AMERICAN INDUSTRIALISTS, TYCOONS
“Surplus wealth is a sacred trust which its possessor
is bound to administer in his lifetime for the good of the community.”
George and Phoebe Apperson Hearst became famously wealthy from business interests from coast to coast. They made their fame in California, but both had their roots right here on Missouri soil. Their namesake continues today, thanks in part to the fame of their newspaper son, William Randolph Hearst.
THE EARLY YEARS
George Hearst was born on September 3, 1820, and raised in Franklin County in mid-Missouri. He was said to be illiterate but still managed to graduate from the Franklin County Mining School at the age of eighteen. His poor scholastic work was overshadowed by his ability to read the land and find treasures buried beneath it. After he graduated from school, he worked in numerous mines across the state and even owned a general store in Judith Springs.

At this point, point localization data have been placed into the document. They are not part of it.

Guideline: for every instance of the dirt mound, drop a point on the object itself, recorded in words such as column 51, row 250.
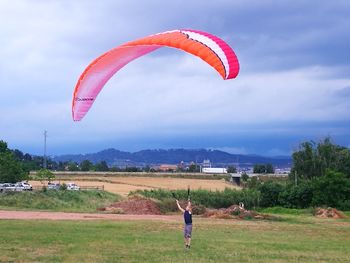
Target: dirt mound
column 234, row 212
column 329, row 213
column 134, row 206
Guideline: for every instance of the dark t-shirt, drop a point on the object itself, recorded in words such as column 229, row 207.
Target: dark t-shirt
column 188, row 217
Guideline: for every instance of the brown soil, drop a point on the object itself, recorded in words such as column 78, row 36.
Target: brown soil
column 329, row 213
column 234, row 212
column 134, row 206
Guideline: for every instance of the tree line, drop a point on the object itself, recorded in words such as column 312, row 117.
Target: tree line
column 320, row 176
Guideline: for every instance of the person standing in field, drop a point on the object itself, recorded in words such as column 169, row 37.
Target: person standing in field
column 188, row 222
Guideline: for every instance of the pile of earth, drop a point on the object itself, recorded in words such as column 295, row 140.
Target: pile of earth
column 329, row 213
column 234, row 212
column 134, row 206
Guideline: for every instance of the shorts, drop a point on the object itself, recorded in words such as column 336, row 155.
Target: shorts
column 188, row 231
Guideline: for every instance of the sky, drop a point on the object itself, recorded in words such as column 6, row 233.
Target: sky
column 293, row 85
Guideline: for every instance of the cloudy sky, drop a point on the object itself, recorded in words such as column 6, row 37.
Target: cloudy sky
column 294, row 83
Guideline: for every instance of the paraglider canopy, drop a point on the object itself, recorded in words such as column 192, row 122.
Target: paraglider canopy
column 209, row 48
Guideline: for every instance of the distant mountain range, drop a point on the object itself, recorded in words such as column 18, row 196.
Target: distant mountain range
column 217, row 158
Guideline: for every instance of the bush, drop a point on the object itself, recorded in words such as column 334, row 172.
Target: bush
column 333, row 190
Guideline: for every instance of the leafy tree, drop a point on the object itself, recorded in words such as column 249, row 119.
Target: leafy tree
column 263, row 168
column 86, row 165
column 333, row 190
column 73, row 166
column 245, row 177
column 11, row 170
column 253, row 182
column 312, row 160
column 232, row 169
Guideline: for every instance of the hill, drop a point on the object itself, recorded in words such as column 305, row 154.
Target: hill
column 174, row 156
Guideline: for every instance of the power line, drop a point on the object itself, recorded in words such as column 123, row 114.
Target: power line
column 45, row 160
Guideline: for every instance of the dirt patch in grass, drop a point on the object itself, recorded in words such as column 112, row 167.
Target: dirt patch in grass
column 134, row 206
column 235, row 212
column 329, row 213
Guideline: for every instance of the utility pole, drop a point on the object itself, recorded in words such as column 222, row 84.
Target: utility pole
column 45, row 161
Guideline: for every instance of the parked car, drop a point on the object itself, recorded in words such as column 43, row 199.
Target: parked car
column 8, row 187
column 53, row 186
column 25, row 186
column 73, row 186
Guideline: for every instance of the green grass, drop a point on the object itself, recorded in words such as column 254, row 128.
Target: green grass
column 67, row 201
column 151, row 241
column 277, row 210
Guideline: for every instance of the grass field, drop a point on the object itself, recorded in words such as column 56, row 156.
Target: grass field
column 293, row 239
column 66, row 201
column 124, row 185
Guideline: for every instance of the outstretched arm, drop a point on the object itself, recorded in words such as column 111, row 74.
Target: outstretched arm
column 180, row 208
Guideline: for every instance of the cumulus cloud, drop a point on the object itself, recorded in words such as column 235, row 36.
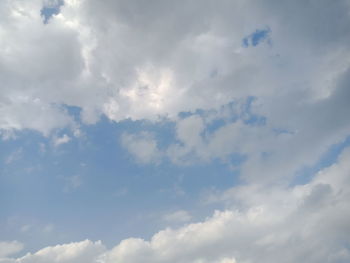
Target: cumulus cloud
column 286, row 224
column 178, row 216
column 122, row 59
column 61, row 140
column 143, row 146
column 9, row 248
column 146, row 60
column 85, row 251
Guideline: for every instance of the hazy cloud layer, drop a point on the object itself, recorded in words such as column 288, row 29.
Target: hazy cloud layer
column 287, row 224
column 265, row 81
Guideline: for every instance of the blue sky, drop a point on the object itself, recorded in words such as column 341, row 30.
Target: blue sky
column 172, row 132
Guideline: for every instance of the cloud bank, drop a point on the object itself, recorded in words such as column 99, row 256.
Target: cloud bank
column 306, row 223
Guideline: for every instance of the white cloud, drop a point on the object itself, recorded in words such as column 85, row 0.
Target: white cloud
column 14, row 156
column 143, row 146
column 138, row 68
column 9, row 248
column 286, row 224
column 85, row 251
column 61, row 140
column 179, row 216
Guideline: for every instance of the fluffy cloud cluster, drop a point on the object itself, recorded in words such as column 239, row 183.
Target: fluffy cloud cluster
column 142, row 60
column 306, row 223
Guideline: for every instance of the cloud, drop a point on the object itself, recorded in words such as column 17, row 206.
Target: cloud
column 179, row 216
column 9, row 248
column 85, row 251
column 287, row 224
column 61, row 140
column 140, row 69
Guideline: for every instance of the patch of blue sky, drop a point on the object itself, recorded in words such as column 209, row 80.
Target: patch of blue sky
column 259, row 36
column 306, row 174
column 248, row 116
column 51, row 8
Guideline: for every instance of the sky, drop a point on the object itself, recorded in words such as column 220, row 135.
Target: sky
column 174, row 131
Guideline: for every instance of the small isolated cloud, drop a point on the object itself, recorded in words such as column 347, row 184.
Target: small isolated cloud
column 80, row 252
column 180, row 216
column 9, row 248
column 142, row 146
column 61, row 140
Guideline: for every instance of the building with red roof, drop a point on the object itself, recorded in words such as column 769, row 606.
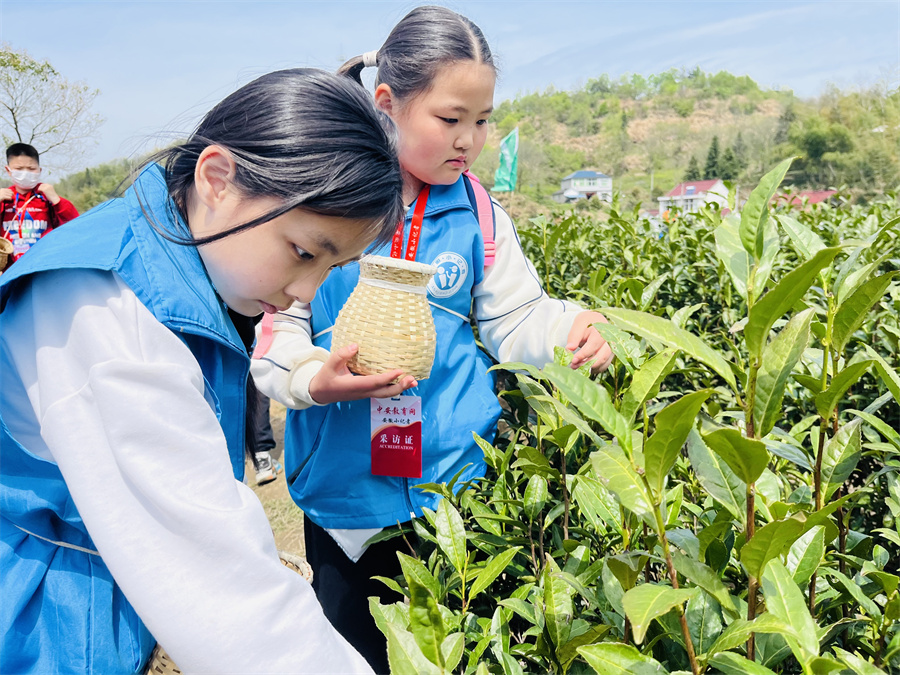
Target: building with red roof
column 693, row 194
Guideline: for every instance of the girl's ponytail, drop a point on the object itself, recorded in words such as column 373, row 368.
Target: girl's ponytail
column 354, row 67
column 426, row 39
column 309, row 138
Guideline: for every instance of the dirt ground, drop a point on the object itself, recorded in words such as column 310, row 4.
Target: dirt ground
column 284, row 516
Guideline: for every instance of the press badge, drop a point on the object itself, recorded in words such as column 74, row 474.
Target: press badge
column 397, row 436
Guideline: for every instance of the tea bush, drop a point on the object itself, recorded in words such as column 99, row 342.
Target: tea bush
column 726, row 499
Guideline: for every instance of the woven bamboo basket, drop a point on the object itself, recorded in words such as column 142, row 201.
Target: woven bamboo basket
column 6, row 250
column 162, row 664
column 388, row 316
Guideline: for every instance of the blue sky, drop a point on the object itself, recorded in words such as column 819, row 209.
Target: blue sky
column 159, row 65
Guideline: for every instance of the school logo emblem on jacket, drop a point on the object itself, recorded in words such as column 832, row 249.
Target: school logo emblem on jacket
column 452, row 272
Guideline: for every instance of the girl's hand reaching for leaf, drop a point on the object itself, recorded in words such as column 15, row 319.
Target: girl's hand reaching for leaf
column 586, row 339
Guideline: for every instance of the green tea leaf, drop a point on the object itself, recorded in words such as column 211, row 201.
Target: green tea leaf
column 865, row 602
column 515, row 366
column 618, row 475
column 806, row 554
column 853, row 311
column 880, row 426
column 535, row 497
column 648, row 601
column 771, row 246
column 704, row 620
column 778, row 360
column 535, row 393
column 591, row 399
column 681, row 315
column 703, row 576
column 426, row 623
column 840, row 456
column 756, row 211
column 568, row 414
column 673, row 423
column 646, row 381
column 662, row 330
column 729, row 663
column 452, row 648
column 597, row 504
column 404, row 655
column 649, row 293
column 569, row 651
column 857, row 664
column 492, row 570
column 451, row 534
column 791, row 288
column 768, row 543
column 626, row 349
column 558, row 607
column 888, row 375
column 613, row 658
column 716, row 478
column 740, row 630
column 805, row 241
column 627, row 567
column 840, row 383
column 415, row 571
column 747, row 457
column 785, row 600
column 731, row 253
column 385, row 614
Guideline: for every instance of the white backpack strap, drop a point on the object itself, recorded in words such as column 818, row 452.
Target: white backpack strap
column 485, row 212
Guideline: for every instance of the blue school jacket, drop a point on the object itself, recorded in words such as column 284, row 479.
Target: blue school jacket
column 328, row 448
column 61, row 610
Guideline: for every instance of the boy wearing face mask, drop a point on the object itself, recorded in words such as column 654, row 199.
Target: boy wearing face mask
column 29, row 209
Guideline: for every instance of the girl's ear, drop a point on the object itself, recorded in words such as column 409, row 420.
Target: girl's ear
column 214, row 175
column 384, row 98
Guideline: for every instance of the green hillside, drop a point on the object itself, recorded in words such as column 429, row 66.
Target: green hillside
column 643, row 132
column 651, row 133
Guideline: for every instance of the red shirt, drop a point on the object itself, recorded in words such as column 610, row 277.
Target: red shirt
column 29, row 216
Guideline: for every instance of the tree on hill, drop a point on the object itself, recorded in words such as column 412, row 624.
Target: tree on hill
column 711, row 170
column 693, row 170
column 40, row 107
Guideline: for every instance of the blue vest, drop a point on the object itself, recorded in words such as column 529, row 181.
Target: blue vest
column 61, row 610
column 328, row 448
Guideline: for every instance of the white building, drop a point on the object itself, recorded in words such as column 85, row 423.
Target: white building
column 690, row 196
column 584, row 185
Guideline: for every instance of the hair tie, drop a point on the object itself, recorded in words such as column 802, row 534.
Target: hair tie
column 370, row 59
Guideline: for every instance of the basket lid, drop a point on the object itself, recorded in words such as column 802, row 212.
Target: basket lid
column 398, row 264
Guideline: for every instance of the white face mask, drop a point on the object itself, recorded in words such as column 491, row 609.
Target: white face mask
column 24, row 180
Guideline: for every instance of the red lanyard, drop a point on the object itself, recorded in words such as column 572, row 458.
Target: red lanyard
column 415, row 229
column 19, row 217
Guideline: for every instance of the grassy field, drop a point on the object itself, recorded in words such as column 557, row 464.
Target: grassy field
column 284, row 516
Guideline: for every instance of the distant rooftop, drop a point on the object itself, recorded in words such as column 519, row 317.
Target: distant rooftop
column 810, row 196
column 586, row 174
column 692, row 187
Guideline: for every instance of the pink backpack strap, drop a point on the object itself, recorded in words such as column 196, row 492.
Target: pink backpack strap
column 266, row 335
column 485, row 217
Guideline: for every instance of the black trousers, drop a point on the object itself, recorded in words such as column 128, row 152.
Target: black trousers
column 344, row 587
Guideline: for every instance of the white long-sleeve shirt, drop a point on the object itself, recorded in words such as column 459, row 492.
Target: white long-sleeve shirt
column 116, row 400
column 517, row 321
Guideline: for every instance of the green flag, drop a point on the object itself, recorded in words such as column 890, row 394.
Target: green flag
column 505, row 177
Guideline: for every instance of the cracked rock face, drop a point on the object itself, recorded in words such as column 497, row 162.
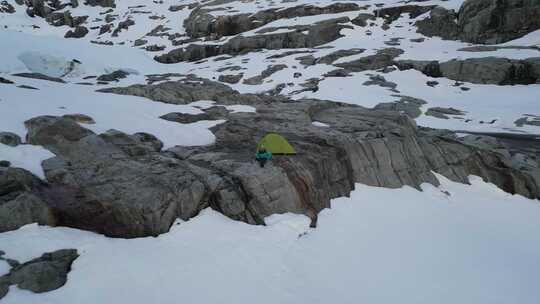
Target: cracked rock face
column 483, row 21
column 46, row 273
column 201, row 23
column 308, row 36
column 124, row 186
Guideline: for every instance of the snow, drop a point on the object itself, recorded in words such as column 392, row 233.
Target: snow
column 128, row 114
column 28, row 157
column 476, row 245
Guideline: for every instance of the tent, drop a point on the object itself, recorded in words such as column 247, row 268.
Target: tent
column 276, row 144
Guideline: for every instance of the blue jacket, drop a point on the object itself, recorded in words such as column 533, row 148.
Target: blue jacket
column 263, row 155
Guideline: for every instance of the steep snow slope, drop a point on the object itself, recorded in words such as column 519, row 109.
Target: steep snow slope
column 472, row 244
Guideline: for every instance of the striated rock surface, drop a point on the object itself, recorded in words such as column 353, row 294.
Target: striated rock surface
column 46, row 273
column 489, row 70
column 201, row 22
column 484, row 21
column 124, row 186
column 308, row 36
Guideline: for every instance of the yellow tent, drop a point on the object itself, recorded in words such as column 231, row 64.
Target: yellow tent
column 276, row 144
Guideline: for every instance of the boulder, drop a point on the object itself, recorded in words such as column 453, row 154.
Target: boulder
column 78, row 32
column 488, row 70
column 40, row 77
column 441, row 22
column 483, row 21
column 201, row 22
column 381, row 59
column 25, row 209
column 308, row 36
column 123, row 186
column 46, row 273
column 10, row 139
column 496, row 21
column 103, row 3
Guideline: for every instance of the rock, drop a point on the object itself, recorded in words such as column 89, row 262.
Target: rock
column 51, row 131
column 24, row 209
column 46, row 273
column 362, row 19
column 338, row 73
column 79, row 32
column 202, row 23
column 269, row 71
column 531, row 120
column 441, row 22
column 149, row 140
column 114, row 76
column 103, row 3
column 379, row 80
column 106, row 28
column 488, row 70
column 443, row 112
column 80, row 118
column 132, row 192
column 5, row 7
column 212, row 113
column 27, row 87
column 493, row 21
column 185, row 118
column 40, row 76
column 308, row 36
column 232, row 79
column 185, row 91
column 483, row 21
column 417, row 40
column 383, row 58
column 10, row 139
column 6, row 81
column 332, row 57
column 123, row 186
column 410, row 106
column 123, row 25
column 15, row 182
column 140, row 42
column 391, row 14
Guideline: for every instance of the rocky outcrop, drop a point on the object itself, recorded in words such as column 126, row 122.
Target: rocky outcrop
column 489, row 70
column 121, row 185
column 10, row 139
column 186, row 91
column 496, row 21
column 269, row 71
column 7, row 8
column 391, row 14
column 484, row 21
column 78, row 32
column 46, row 273
column 308, row 36
column 201, row 22
column 441, row 22
column 381, row 59
column 19, row 201
column 113, row 76
column 103, row 3
column 40, row 77
column 124, row 185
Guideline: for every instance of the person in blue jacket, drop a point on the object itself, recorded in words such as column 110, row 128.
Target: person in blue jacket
column 262, row 156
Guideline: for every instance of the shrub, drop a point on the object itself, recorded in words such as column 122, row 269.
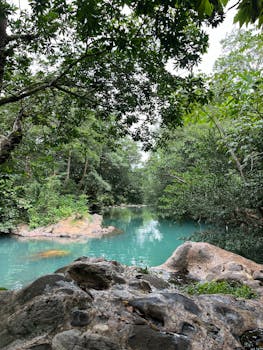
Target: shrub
column 223, row 287
column 50, row 205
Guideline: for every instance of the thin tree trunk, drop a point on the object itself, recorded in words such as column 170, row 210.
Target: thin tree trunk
column 230, row 149
column 84, row 172
column 3, row 43
column 68, row 167
column 9, row 143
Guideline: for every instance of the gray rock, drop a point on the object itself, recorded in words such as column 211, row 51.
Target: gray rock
column 99, row 305
column 258, row 275
column 145, row 338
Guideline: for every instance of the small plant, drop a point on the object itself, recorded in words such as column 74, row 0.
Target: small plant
column 222, row 287
column 50, row 205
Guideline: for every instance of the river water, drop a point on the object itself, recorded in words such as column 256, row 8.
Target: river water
column 145, row 241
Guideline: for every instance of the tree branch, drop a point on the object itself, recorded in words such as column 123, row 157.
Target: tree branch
column 9, row 143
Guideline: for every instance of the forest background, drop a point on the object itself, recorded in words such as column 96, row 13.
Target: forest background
column 84, row 84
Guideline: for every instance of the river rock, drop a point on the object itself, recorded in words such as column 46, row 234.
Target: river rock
column 74, row 227
column 102, row 305
column 206, row 262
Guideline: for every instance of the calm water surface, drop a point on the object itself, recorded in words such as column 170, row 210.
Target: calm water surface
column 145, row 241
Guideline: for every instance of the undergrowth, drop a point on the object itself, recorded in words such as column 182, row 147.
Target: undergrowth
column 221, row 287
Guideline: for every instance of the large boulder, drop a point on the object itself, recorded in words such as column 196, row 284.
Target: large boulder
column 206, row 262
column 102, row 305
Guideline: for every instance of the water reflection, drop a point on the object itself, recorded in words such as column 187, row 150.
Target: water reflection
column 149, row 232
column 145, row 241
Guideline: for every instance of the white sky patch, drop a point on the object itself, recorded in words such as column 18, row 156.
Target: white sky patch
column 215, row 36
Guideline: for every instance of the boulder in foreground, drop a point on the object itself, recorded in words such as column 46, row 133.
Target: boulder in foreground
column 103, row 305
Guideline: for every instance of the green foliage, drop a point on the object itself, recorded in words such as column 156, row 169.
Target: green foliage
column 211, row 169
column 49, row 205
column 222, row 287
column 12, row 204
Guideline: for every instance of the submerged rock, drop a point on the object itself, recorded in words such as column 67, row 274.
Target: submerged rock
column 52, row 253
column 102, row 305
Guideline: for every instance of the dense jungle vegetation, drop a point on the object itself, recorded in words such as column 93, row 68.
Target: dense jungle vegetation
column 84, row 85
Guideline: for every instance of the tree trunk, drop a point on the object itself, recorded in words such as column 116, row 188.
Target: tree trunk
column 68, row 167
column 9, row 143
column 230, row 149
column 84, row 173
column 3, row 54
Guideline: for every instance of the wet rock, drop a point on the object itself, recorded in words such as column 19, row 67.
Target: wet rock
column 151, row 308
column 155, row 281
column 41, row 285
column 252, row 339
column 145, row 338
column 90, row 276
column 80, row 318
column 258, row 275
column 204, row 261
column 141, row 285
column 69, row 340
column 101, row 305
column 188, row 304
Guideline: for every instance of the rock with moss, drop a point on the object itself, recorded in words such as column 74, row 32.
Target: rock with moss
column 102, row 305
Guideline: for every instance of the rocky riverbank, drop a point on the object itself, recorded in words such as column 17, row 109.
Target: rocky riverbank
column 75, row 227
column 103, row 305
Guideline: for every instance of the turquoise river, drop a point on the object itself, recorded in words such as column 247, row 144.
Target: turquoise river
column 145, row 241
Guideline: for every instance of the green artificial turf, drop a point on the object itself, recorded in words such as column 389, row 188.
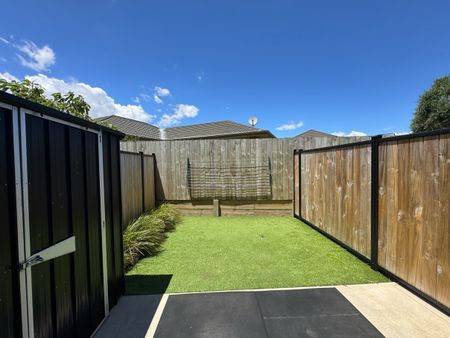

Phebe (later changed to Phoebe) Apperson was born on December 3, 1842, near the town of St. Clair. The small town girl attended schools in St. Clair, Steelville, and St. James. Legend has it that when she was just a small girl, George Hearst—a man twenty-two years her senior—moved next door to the family. He left for the California gold rush a short time later, while she became a teacher at a school near the present-day Meramec State Park.
RISE TO FAME
Hearst struck it rich as a gold prospector and returned to Missouri a very wealthy man. He moved back to Missouri primarily to take care of his dying mother. But when he moved, the now forty-two-year-old man reunited with the young girl, Phebe, who was now around twenty years old. The two fell in love and were married in 1862. Their first and only child, William Randolph Hearst, was born ten months later.
The couple moved to San Francisco while Phoebe was pregnant, primarily so that George could expand his business interests. He began making money at a
rapid pace in the Golden State and made them one of the most affluent couples of the era. Their wealth allowed Phoebe to take their son on lavish trips to Europe, where young William developed the ideas for his famous Hearst Castle.
SHOW ME SUCCESS
George Hearst, ever a mover and shaker, was never one to rest on his laurels or on his enormous amount of money. The next step for him was to turn his success in gold prospecting into success in other business ventures and in politics. He took a giant step forward when a fellow business associate defaulted on a loan to Hearst, which gave the family control of the San Francisco Examiner. This paved the way for his son to eventually dominate the publishing industry. With wealth already assured, George turned his attention to politics, as he won a position on the California State Assembly in 1865, but he lost a bid to become governor in 1882. He eventually gained a seat in the U.S. Senate in 1887 and served in that capacity until he died four years later.
Phoebe filled the role as wealthy wife quite well. While in California, she gave large amounts of money to a number of education and arts charities. When her
husband was appointed to the Senate, she continued her philanthropic works in Washington, D.C. She was still only forty-nine years old when George died, and she inherited a fortune estimated at $17 million, which would be worth about $750 million today. She spent the remainder of her life helping out causes near to her heart and helped her son become one of the largest publishers in U.S. history. She died in 1919, being called one of California’s greatest women in history.
*Phoebe signed a prenuptial contract when the couple married in 1862.*The Hearsts were major contributors to the restoration of George Washington’s home in Mount Vernon.
*Phoebe was the first woman regent of the University of California.
*George was appointed to the U.S. Senate after the death of John F. Miller.